The best loan for you


A loan is a big commitment. They vary in their interest rates and repayments schedules, so it's important you know which may be the best loan for you.

Loans are usually secured or unsecured. A secured loan is tied to something that can be claimed by the lender if you don’t pay. An unsecured loan isn’t tied to anything. So here we go - the 6 types of loans:

Personal loan

1Plus1 offer personal loans backed by a guarantor, subject to both the borrower and guarantor meeting our affordability and credit worthiness criteria.

If you think you may be interested in a 1Plus1 Loan, please give us a call on 0330 1200 313 and one of our friendly staff will be more than happy to discuss the process with you, or start your application here.

Other lenders offer personal loans that can be used for most things. Interest rates and repayments can be fixed or varied, and though most lenders advertise a representative annual percentage rate (APR), it only has to be offered to 51% of customers.

Generally, personal loans, especially smaller ones, have higher interest rates than other loans. A poor credit rating often increases the interest rate even more. Longer term loans may have lower rates of interest But, it may cost more to pay off more quickly.

Car loans

Car loans come in 4 forms. The first is a type of personal loan  mentioned earlier. The others are specifically for vehicles.
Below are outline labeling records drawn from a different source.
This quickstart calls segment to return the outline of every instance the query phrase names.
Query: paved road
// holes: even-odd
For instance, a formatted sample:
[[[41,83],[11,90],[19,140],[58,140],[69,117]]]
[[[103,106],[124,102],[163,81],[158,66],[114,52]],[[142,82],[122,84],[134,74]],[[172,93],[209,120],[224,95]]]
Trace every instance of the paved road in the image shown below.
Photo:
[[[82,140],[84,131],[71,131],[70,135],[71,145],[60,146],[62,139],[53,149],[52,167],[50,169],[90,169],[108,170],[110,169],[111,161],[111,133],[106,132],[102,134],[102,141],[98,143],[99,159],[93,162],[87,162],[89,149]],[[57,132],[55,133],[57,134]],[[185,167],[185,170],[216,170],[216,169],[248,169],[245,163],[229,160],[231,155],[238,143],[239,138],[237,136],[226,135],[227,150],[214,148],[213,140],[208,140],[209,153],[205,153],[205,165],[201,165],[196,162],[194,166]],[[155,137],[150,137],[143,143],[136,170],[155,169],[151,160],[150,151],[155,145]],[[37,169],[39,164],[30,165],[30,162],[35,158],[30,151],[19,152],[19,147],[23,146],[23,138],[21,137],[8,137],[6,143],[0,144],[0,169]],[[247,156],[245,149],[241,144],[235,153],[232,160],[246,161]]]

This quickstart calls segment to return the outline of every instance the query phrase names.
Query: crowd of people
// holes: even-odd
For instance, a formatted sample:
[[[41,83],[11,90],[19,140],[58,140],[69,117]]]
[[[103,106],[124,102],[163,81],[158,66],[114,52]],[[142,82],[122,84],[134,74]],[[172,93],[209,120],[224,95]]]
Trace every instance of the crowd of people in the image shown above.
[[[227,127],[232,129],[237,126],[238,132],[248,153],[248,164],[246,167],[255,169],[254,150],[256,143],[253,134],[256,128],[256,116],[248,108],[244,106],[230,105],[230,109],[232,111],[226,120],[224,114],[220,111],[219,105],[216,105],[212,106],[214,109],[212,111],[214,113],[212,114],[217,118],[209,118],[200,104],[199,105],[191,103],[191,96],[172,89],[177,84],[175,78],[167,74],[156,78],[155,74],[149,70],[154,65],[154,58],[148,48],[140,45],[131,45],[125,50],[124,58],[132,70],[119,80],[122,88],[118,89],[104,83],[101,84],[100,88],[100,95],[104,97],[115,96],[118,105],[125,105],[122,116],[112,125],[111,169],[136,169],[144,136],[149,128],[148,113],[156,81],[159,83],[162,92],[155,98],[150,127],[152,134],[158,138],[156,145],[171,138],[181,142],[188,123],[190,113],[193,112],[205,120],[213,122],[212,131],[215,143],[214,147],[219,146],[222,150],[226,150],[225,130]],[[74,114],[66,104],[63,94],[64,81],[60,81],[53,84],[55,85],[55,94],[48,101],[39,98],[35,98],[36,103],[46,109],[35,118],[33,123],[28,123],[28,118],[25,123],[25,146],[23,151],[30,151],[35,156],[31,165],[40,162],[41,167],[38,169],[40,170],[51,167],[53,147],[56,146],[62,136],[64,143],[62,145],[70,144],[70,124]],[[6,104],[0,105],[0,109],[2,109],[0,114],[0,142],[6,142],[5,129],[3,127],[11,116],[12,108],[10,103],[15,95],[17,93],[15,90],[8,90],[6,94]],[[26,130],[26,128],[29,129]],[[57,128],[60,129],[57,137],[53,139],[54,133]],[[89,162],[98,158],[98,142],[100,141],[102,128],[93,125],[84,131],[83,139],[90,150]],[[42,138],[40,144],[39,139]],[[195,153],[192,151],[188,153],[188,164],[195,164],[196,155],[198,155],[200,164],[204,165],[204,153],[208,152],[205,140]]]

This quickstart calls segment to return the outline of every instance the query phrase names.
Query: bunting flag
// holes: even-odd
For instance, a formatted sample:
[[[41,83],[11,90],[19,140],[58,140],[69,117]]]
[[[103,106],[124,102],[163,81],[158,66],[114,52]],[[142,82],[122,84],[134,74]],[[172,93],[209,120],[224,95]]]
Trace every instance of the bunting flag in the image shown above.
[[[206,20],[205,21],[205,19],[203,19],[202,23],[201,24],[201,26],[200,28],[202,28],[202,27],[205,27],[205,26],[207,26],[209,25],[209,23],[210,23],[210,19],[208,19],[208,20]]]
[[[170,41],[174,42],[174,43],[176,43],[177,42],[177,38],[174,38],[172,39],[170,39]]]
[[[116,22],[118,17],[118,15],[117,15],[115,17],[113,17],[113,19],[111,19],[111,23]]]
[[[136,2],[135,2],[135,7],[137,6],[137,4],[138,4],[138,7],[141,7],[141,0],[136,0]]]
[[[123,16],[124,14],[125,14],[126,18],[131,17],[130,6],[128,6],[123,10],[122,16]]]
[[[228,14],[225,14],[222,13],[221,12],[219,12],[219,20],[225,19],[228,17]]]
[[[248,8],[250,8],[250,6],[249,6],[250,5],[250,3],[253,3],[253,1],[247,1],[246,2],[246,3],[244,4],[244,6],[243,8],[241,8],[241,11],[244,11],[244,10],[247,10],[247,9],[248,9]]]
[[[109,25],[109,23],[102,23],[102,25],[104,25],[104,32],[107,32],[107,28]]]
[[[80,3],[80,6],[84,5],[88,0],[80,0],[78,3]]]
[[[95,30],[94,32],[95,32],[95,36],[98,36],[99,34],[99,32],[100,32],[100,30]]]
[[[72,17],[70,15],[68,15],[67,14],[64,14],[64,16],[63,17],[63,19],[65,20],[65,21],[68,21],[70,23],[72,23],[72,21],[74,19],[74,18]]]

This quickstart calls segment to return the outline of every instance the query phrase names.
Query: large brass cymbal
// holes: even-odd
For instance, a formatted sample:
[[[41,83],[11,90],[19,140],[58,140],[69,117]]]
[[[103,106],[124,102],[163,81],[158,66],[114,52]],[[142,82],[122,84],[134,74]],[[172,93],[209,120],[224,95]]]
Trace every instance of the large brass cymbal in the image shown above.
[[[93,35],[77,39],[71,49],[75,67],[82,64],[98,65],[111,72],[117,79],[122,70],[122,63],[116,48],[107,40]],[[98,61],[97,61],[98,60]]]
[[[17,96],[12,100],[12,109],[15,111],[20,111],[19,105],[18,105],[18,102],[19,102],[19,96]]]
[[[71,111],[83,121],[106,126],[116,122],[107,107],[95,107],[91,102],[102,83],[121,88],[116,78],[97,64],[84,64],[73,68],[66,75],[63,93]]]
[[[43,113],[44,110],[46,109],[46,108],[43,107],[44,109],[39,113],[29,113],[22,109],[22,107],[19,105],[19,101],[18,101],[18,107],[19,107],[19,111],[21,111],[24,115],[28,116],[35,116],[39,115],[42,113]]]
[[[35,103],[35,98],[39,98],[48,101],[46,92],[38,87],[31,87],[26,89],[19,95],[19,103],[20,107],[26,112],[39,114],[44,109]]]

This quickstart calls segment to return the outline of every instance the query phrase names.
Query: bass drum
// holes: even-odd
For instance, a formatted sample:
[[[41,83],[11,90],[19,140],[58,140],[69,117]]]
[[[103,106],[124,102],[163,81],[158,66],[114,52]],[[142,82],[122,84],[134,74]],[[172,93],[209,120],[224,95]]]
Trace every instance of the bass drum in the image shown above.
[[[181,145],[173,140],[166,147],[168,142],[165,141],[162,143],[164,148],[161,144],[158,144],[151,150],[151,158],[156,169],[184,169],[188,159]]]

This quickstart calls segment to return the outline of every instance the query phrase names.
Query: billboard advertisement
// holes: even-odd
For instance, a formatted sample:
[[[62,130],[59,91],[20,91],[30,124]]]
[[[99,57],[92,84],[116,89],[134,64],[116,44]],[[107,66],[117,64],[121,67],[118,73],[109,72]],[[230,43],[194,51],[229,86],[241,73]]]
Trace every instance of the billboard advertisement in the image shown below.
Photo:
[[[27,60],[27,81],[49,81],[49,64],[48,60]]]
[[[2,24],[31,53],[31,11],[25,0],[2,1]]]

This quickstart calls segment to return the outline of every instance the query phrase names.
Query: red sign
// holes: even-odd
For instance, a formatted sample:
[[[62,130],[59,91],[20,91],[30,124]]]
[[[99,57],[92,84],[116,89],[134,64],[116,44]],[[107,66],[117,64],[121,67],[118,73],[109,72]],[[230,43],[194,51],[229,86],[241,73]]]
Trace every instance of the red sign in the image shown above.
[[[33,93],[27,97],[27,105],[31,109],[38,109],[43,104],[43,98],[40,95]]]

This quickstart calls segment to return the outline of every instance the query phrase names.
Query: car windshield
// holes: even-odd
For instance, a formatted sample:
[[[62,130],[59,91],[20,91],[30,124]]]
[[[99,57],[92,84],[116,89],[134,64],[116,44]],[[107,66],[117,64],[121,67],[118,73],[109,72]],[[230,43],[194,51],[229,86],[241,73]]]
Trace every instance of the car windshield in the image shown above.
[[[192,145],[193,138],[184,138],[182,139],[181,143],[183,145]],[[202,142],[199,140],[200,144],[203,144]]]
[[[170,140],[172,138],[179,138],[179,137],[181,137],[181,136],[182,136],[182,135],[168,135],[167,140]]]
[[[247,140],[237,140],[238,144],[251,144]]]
Hire purchase is a loan secured against the car. This means you can use it while making repayments, but you don't own it until fully repaid. If you don’t pay the car could be repossessed. Some hire purchase plans require a deposit; the rest of the cost is covered by the repayments.

PCP – a Personal Contract Plan may require a deposit. At the end of the deal you can either pay a lump sum to own the car, return the car, or trade it in for another car. You never own the car during the contract, so you won't be able to modify it or sell it, and you have to stick to a mileage limit.
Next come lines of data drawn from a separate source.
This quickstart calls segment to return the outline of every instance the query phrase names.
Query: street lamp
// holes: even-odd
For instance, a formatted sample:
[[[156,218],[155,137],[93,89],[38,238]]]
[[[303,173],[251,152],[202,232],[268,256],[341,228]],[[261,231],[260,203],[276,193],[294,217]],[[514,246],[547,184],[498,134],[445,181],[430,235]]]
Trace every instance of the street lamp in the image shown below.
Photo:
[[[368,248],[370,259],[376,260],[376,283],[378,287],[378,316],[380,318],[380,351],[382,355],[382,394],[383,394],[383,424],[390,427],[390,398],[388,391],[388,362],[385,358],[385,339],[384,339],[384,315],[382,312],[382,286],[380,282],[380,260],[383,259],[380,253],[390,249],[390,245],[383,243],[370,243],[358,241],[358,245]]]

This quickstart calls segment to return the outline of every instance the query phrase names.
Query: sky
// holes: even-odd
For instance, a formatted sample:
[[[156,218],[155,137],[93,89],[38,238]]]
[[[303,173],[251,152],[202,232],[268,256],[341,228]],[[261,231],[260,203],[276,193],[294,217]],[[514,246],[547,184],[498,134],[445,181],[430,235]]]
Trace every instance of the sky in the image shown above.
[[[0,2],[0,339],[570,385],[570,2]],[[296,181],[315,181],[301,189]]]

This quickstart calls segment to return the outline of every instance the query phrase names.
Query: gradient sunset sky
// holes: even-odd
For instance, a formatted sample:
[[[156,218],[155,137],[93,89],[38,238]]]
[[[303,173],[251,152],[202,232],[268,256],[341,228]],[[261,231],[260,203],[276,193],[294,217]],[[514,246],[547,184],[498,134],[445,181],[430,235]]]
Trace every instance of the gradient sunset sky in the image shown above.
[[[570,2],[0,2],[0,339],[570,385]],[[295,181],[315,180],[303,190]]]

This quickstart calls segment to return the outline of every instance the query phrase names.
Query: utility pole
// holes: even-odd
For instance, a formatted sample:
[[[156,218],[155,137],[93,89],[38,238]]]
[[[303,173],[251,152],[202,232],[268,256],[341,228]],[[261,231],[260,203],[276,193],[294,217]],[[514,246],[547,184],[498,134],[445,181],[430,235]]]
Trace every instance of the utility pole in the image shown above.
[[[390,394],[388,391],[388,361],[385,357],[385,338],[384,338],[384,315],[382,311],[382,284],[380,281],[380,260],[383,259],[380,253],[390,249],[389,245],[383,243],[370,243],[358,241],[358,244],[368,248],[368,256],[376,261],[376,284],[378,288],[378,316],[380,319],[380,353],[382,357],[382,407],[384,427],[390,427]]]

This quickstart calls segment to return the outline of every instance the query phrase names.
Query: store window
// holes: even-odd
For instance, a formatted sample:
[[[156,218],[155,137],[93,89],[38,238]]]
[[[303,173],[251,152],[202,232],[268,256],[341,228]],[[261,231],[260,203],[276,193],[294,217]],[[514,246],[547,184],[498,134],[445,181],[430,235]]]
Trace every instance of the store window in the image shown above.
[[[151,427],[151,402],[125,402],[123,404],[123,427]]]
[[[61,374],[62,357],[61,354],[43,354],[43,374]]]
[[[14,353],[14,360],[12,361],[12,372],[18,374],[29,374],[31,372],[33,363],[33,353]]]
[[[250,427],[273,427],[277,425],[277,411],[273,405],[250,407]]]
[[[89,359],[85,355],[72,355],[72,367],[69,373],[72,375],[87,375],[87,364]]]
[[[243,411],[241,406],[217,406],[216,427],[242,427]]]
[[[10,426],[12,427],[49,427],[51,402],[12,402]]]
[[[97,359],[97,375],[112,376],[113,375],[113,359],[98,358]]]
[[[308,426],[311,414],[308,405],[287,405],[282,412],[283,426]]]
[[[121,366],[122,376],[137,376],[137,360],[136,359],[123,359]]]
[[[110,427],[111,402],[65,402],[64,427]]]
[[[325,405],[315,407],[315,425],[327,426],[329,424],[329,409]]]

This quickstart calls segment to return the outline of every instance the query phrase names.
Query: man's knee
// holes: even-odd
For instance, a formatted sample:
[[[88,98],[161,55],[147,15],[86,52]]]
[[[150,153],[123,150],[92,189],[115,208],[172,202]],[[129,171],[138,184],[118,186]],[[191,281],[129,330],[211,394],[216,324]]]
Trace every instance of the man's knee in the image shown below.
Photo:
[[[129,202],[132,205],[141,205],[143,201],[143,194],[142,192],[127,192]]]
Lease - you pay a fixed amount every month to use a car within an agreed mileage limit that ends with you returning the car. The monthly cost often includes maintenance, and the amount will depend on the vehicle.

Mortgage

A mortgage is a loan normally taken out when you buy a house. It can come from a bank or building society, or else a mortgage broker who finds the best deal for you.

Home equity (Second mortgage)

A home equity loan is similar to a mortgage in that the equity in your home is used as security or collateral for the loan. They are often referred to as a second mortgage. The equity is the current market value of the property minus your remaining mortgage payments. a good to excellent credit history is usually needed and the loan normally has a fixed interest rate and a set repayment period.

Credit card

A credit card is a way of borrowing money that you repay every month. Normally you are charged interest for borrowing the money, but some do promote interest free periods.
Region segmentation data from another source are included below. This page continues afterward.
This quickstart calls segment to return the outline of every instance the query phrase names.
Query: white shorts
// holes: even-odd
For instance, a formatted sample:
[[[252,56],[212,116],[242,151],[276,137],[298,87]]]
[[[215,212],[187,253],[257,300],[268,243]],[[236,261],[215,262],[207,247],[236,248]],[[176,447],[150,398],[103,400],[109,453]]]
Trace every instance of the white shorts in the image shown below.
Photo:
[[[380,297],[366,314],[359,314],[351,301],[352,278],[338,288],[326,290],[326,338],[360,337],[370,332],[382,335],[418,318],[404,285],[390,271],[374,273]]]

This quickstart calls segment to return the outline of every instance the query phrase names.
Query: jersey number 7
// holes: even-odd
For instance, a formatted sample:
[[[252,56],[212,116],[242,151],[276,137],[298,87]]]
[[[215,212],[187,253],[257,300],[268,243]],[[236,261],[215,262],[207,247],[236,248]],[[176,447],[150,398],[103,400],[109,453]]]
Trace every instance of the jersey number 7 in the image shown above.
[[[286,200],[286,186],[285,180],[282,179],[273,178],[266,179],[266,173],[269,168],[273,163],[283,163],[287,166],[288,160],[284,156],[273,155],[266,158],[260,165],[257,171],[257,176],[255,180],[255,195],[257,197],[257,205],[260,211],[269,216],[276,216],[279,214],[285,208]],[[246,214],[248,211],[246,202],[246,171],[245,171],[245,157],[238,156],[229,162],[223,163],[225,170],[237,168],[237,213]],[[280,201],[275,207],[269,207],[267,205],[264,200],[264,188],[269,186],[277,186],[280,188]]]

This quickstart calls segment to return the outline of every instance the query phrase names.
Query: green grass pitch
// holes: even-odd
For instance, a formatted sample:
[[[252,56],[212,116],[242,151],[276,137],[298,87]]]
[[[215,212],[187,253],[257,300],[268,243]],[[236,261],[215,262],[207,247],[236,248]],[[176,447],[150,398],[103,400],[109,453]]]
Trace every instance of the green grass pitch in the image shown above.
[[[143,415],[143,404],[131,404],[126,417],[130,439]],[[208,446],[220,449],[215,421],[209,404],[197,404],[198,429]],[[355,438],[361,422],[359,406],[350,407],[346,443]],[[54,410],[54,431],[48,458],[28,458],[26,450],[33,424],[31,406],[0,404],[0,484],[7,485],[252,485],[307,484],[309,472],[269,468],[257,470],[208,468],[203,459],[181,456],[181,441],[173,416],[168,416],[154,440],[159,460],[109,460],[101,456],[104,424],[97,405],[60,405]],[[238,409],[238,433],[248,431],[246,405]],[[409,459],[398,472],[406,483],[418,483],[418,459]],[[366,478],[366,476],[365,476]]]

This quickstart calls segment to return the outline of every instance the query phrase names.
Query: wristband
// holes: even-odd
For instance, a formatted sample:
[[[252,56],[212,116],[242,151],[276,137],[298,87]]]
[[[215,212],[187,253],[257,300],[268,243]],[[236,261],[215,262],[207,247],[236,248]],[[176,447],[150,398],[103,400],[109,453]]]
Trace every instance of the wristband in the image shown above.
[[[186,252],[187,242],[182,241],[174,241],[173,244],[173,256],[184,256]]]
Some come with various benefits, such as offering protection for purchases made with the card. Some have the option to consolidate any other debt into one single payment.

Payday loan

A payday loan is a short-term loan, usually with a very high interest rate, intended to tide you over until payday. It's important to remember the following points.

The full amount of the loan owed is taken from your bank account on repayment day no matter what, that can leave you short again and due to the high interest rates,  lead to even more debt and badly damage your credit rating if not paid.

So….

If you're planning to buy a new settee, a car or a house, with smart shopping around you can find the loan suits you perfectly. But if you apply without being fully aware of the terms, then you could end up in a debt spiral.